[The Marble Faun Volume II. by Nathaniel Hawthorne]@TWC D-Link bookThe Marble Faun Volume II. CHAPTER XLII 8/12
Hilda had forgotten it; or, rather, she had kept the thought of this commission in the background of her consciousness, with all other thoughts referring to Miriam. But now the recollection of this packet, and the evident stress which Miriam laid upon its delivery at the specified time, impelled Hilda to hurry up the staircase of her tower, dreading lest the period should already have elapsed. No; the hour had not gone by, but was on the very point of passing.

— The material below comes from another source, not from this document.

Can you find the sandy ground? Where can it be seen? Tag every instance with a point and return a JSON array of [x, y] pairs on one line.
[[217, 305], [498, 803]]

Hilda read the brief note of instruction, on a corner of the envelope, and discovered, that, in case of Miriam's absence from Rome, the packet was to be taken to its destination that very day. "How nearly I had violated my promise!" said Hilda.
"And, since we are separated forever, it has the sacredness of an injunction from a dead friend.
There is no time to be lost." So Hilda set forth in the decline of the afternoon, and pursued her way towards the quarter of the city in which stands the Palazzo Cenci.
Her habit of self-reliance was so simply strong, so natural, and now so well established by long use, that the idea of peril seldom or never occurred to Hilda, in her lonely life. She differed, in this particular, from the generality of her sex, -- although the customs and character of her native land often produce women who meet the world with gentle fearlessness, and discover that its terrors have been absurdly exaggerated by the tradition of mankind.
In ninety-nine cases out of a hundred, the apprehensiveness of women is quite gratuitous.